Hack for LA Mentor Guidelines

1st rule of mentoring: limit nothing

  • It’s better to acknowledge not-knowing than to point teams down a wrong or sub-optimal path.
    • Your pointers to reliable on-line sources of information might be as or more valuable to participants as answers to their specific question whether of technical information or of the datasets.
  • Responding to teams’ questions is not a 24/7 responsibility, but please check the communication channels you’ve listed regularly, and get back to participants in a reasonable timeframe.

2nd rule of mentoring: raise the bar and expect greatness

  • Help teams define workflow, generate ideas, problem-solve, and develop final pitches.
  • Discern “meaning” and “usability” and reflect it back to the teams so they can see them more clearly.
  • Encourage modularity, especially with regard to data sources.
  • Center the end-user and take into account all stakeholders.
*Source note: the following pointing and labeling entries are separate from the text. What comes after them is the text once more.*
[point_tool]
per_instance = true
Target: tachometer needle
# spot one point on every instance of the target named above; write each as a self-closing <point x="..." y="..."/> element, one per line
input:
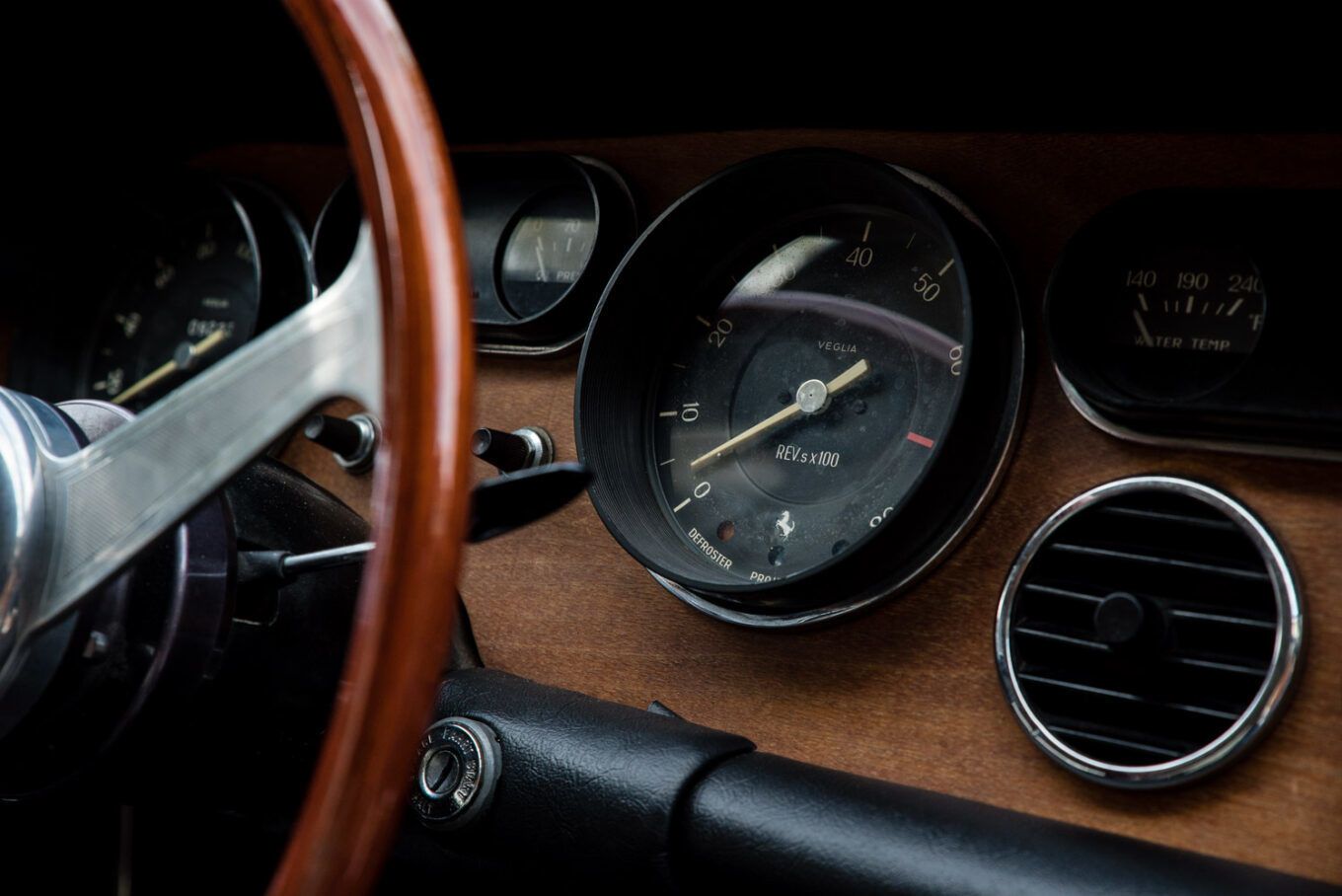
<point x="159" y="374"/>
<point x="839" y="383"/>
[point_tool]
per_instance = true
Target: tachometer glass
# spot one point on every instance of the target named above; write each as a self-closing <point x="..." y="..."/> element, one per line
<point x="811" y="392"/>
<point x="188" y="302"/>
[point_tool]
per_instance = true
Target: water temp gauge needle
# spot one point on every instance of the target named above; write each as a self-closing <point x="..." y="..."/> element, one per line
<point x="811" y="399"/>
<point x="186" y="351"/>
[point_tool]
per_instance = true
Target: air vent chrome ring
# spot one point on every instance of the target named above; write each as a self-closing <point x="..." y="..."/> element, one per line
<point x="1180" y="766"/>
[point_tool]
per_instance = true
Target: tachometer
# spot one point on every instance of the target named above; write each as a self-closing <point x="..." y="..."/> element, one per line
<point x="800" y="387"/>
<point x="794" y="416"/>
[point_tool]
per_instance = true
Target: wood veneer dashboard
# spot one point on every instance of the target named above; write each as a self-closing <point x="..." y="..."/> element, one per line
<point x="910" y="693"/>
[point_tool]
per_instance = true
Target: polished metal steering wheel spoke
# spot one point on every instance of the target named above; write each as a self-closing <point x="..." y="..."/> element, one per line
<point x="117" y="495"/>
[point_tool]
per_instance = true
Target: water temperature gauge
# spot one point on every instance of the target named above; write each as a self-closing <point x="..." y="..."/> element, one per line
<point x="1192" y="317"/>
<point x="1178" y="320"/>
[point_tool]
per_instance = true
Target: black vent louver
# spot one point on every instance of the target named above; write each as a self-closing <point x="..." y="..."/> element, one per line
<point x="1143" y="624"/>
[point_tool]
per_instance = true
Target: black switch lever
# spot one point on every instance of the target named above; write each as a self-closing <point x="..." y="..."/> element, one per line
<point x="353" y="440"/>
<point x="510" y="502"/>
<point x="498" y="506"/>
<point x="513" y="451"/>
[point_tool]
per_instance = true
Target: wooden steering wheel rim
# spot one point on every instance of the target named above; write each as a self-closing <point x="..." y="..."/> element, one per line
<point x="405" y="615"/>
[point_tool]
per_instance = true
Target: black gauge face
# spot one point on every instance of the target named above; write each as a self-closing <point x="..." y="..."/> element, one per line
<point x="1180" y="321"/>
<point x="804" y="403"/>
<point x="548" y="250"/>
<point x="188" y="302"/>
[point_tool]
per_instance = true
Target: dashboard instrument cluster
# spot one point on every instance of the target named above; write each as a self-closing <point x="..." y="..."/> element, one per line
<point x="819" y="381"/>
<point x="800" y="385"/>
<point x="189" y="268"/>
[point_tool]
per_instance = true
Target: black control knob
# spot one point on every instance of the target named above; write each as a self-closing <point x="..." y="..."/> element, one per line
<point x="353" y="440"/>
<point x="513" y="451"/>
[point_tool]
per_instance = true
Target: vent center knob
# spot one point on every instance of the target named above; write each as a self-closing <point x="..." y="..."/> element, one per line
<point x="1119" y="619"/>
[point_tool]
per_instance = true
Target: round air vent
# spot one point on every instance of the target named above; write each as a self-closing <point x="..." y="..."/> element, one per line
<point x="1148" y="632"/>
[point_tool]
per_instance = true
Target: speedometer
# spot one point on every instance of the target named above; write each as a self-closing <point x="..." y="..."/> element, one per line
<point x="796" y="414"/>
<point x="208" y="267"/>
<point x="800" y="387"/>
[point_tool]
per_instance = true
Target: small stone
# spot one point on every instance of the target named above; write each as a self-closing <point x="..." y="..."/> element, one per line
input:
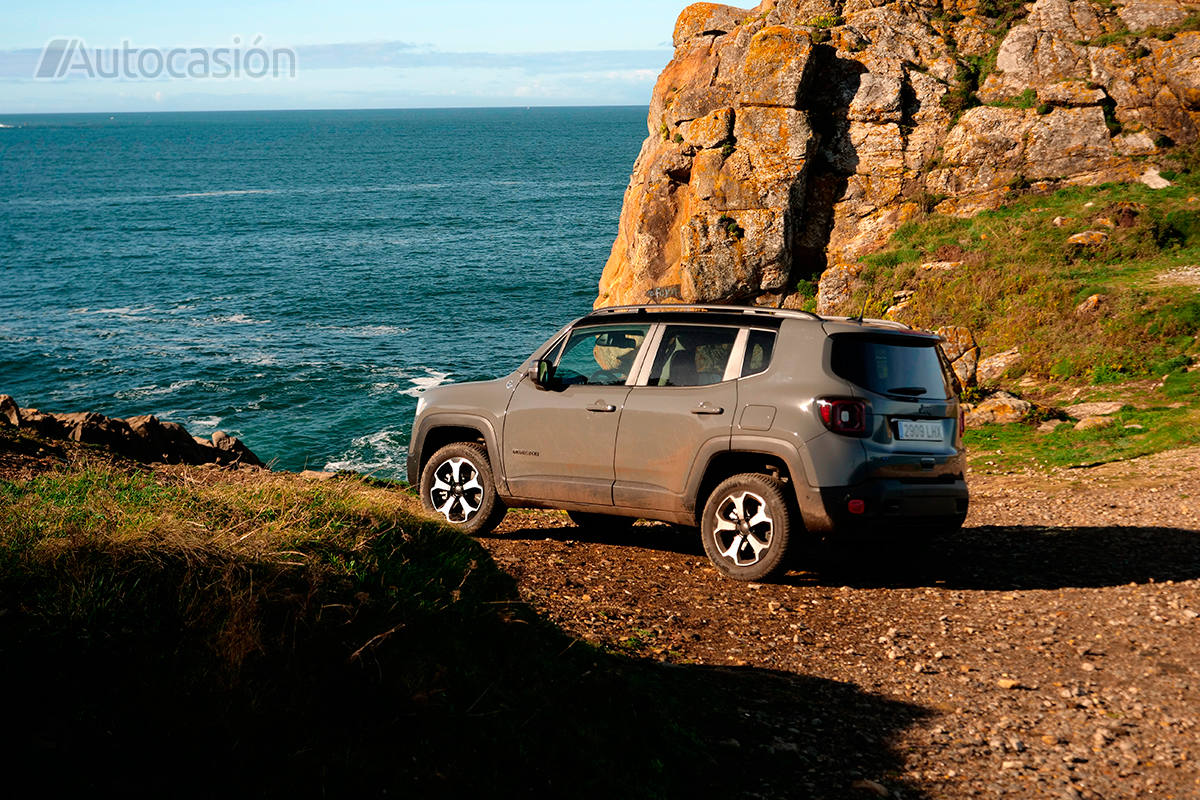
<point x="10" y="414"/>
<point x="1079" y="410"/>
<point x="1153" y="180"/>
<point x="874" y="787"/>
<point x="1087" y="239"/>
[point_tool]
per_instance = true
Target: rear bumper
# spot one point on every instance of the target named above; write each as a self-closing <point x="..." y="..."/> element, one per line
<point x="891" y="503"/>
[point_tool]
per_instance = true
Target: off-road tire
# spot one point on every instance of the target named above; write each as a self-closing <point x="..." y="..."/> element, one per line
<point x="462" y="465"/>
<point x="742" y="548"/>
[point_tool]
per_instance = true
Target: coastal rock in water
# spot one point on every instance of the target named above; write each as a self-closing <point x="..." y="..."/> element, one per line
<point x="9" y="411"/>
<point x="139" y="438"/>
<point x="994" y="367"/>
<point x="795" y="137"/>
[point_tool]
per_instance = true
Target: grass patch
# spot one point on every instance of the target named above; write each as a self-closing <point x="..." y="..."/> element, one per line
<point x="187" y="632"/>
<point x="1014" y="446"/>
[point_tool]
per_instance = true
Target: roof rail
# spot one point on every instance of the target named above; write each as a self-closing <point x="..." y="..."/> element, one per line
<point x="766" y="311"/>
<point x="871" y="320"/>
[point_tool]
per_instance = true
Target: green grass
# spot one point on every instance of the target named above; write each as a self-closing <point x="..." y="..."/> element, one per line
<point x="1002" y="447"/>
<point x="198" y="632"/>
<point x="1020" y="281"/>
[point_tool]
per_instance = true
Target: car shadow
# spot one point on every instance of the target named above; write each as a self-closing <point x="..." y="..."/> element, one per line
<point x="1017" y="557"/>
<point x="653" y="536"/>
<point x="987" y="557"/>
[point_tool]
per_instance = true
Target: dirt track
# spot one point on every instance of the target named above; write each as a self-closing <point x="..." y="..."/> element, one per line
<point x="1049" y="650"/>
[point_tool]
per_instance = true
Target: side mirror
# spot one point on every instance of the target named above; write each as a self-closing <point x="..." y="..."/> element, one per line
<point x="541" y="373"/>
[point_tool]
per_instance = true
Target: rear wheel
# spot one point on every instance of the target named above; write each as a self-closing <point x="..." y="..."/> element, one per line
<point x="457" y="486"/>
<point x="745" y="527"/>
<point x="600" y="522"/>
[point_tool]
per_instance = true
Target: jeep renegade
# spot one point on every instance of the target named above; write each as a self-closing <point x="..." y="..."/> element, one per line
<point x="753" y="425"/>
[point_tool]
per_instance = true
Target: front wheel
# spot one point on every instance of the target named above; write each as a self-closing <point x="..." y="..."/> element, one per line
<point x="457" y="485"/>
<point x="745" y="525"/>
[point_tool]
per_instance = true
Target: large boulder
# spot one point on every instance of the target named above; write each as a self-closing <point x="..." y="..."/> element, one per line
<point x="10" y="414"/>
<point x="798" y="136"/>
<point x="999" y="409"/>
<point x="142" y="438"/>
<point x="959" y="346"/>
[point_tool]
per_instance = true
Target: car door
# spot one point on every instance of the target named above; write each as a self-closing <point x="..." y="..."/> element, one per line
<point x="559" y="441"/>
<point x="681" y="409"/>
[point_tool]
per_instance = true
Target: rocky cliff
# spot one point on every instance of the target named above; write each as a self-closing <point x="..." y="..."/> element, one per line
<point x="790" y="139"/>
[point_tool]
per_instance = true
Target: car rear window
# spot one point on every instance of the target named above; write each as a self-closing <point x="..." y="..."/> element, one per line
<point x="760" y="344"/>
<point x="900" y="366"/>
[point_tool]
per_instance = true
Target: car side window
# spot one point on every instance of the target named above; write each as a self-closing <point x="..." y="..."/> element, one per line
<point x="693" y="355"/>
<point x="760" y="346"/>
<point x="600" y="356"/>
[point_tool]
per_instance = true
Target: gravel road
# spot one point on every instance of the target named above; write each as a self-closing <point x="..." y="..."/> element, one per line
<point x="1049" y="650"/>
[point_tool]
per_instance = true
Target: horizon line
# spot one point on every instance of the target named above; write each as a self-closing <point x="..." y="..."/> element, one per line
<point x="335" y="108"/>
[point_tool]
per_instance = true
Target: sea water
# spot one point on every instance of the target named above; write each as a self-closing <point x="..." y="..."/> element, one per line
<point x="297" y="278"/>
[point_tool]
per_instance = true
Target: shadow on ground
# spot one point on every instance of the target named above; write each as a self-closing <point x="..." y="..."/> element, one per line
<point x="199" y="674"/>
<point x="1006" y="558"/>
<point x="990" y="557"/>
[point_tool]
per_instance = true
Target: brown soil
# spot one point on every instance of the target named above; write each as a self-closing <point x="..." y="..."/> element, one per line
<point x="1049" y="650"/>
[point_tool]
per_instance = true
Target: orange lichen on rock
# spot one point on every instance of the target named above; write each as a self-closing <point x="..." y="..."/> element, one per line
<point x="803" y="133"/>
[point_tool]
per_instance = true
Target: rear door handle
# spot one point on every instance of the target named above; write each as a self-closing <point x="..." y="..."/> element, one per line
<point x="705" y="408"/>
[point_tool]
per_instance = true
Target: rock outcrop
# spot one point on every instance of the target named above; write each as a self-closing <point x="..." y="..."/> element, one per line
<point x="797" y="136"/>
<point x="141" y="438"/>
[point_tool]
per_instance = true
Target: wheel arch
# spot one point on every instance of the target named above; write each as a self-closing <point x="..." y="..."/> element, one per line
<point x="447" y="428"/>
<point x="769" y="457"/>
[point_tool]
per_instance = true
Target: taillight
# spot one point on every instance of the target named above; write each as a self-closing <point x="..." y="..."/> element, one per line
<point x="845" y="416"/>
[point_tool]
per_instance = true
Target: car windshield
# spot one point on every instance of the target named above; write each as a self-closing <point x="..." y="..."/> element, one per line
<point x="904" y="366"/>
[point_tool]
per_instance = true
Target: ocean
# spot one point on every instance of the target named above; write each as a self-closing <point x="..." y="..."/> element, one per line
<point x="297" y="278"/>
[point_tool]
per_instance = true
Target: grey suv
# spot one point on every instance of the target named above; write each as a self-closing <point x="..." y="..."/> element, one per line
<point x="753" y="425"/>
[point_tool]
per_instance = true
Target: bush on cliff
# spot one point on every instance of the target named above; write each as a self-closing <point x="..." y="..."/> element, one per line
<point x="1020" y="280"/>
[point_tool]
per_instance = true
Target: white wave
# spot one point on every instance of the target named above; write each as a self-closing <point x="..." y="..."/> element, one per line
<point x="425" y="383"/>
<point x="228" y="192"/>
<point x="202" y="425"/>
<point x="383" y="452"/>
<point x="154" y="390"/>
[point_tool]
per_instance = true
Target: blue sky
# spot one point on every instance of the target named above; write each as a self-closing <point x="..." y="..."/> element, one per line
<point x="367" y="54"/>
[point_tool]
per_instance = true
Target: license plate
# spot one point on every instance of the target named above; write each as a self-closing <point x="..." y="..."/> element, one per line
<point x="917" y="431"/>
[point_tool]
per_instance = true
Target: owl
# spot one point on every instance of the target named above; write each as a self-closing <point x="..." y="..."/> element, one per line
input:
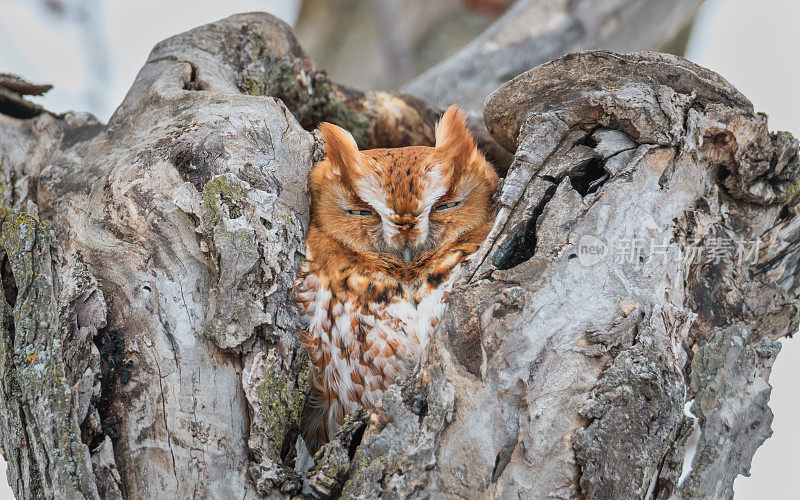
<point x="389" y="228"/>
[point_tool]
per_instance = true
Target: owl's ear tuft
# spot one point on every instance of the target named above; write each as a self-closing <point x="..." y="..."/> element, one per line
<point x="453" y="139"/>
<point x="341" y="150"/>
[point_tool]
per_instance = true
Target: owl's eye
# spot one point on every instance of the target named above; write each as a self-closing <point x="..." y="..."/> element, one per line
<point x="360" y="212"/>
<point x="445" y="206"/>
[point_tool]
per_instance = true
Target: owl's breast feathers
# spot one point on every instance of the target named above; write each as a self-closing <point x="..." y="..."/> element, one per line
<point x="367" y="320"/>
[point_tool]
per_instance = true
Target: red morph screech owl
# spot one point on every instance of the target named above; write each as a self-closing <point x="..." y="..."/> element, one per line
<point x="388" y="229"/>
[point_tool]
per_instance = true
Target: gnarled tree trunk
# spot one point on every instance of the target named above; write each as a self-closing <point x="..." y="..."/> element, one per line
<point x="149" y="343"/>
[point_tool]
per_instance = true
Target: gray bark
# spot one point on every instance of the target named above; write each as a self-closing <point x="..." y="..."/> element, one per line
<point x="532" y="32"/>
<point x="149" y="345"/>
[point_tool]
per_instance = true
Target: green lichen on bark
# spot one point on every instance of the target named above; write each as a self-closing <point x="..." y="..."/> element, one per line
<point x="36" y="402"/>
<point x="222" y="197"/>
<point x="307" y="92"/>
<point x="730" y="381"/>
<point x="281" y="400"/>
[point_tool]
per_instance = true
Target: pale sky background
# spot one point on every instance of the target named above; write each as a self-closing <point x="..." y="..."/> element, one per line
<point x="752" y="44"/>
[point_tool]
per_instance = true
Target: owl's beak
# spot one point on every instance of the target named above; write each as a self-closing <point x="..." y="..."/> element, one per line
<point x="407" y="255"/>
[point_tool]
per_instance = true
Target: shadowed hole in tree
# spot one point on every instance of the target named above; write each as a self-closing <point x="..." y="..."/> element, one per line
<point x="115" y="370"/>
<point x="523" y="244"/>
<point x="589" y="177"/>
<point x="355" y="440"/>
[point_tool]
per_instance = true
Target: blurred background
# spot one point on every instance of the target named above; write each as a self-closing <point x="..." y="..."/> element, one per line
<point x="91" y="51"/>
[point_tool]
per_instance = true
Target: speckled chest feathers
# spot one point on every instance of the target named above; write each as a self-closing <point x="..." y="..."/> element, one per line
<point x="389" y="228"/>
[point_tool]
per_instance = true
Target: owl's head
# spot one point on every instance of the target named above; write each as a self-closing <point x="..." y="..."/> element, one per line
<point x="402" y="202"/>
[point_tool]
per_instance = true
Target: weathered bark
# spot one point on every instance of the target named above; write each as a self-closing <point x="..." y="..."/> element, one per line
<point x="532" y="32"/>
<point x="149" y="344"/>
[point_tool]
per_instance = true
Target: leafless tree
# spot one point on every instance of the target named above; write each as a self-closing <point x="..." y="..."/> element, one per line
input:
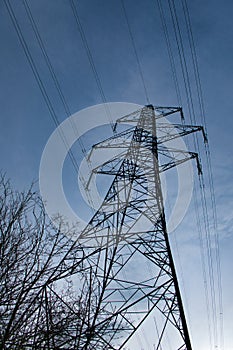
<point x="39" y="306"/>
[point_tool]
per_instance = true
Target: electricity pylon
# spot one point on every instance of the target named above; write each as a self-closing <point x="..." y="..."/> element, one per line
<point x="126" y="244"/>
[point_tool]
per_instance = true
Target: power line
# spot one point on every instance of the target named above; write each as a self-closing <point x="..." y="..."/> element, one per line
<point x="92" y="63"/>
<point x="135" y="52"/>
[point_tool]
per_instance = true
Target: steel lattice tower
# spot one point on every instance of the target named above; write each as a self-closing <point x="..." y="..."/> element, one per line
<point x="125" y="246"/>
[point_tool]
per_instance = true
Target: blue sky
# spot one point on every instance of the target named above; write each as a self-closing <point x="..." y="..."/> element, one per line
<point x="26" y="123"/>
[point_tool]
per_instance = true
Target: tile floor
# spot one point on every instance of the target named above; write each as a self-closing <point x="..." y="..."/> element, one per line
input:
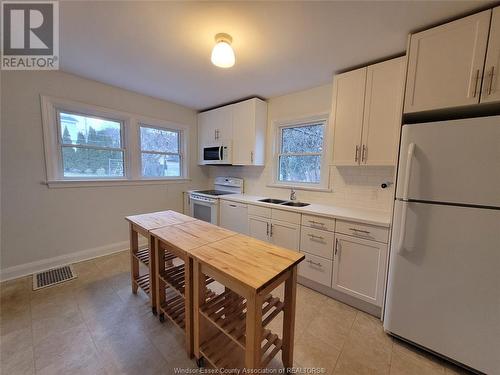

3rd rule of mentoring: don't moonlight for a team

  • Contributing to the team’s actual work product is not the role of a mentor.
    • Tempting as it might be to dash off a few lines of code, or a couple of paragraphs for a team’s web site About page, rearrange a design…please curb your enthusiasm!
  • Pointers, reference to examples, advice about design are all in-bounds.
  • Summarize your guidance on the Slack #ask-a-mentor channel.
    • To the degree possible, we would like all teams to benefit from questions asked and answered in team/mentor interactions.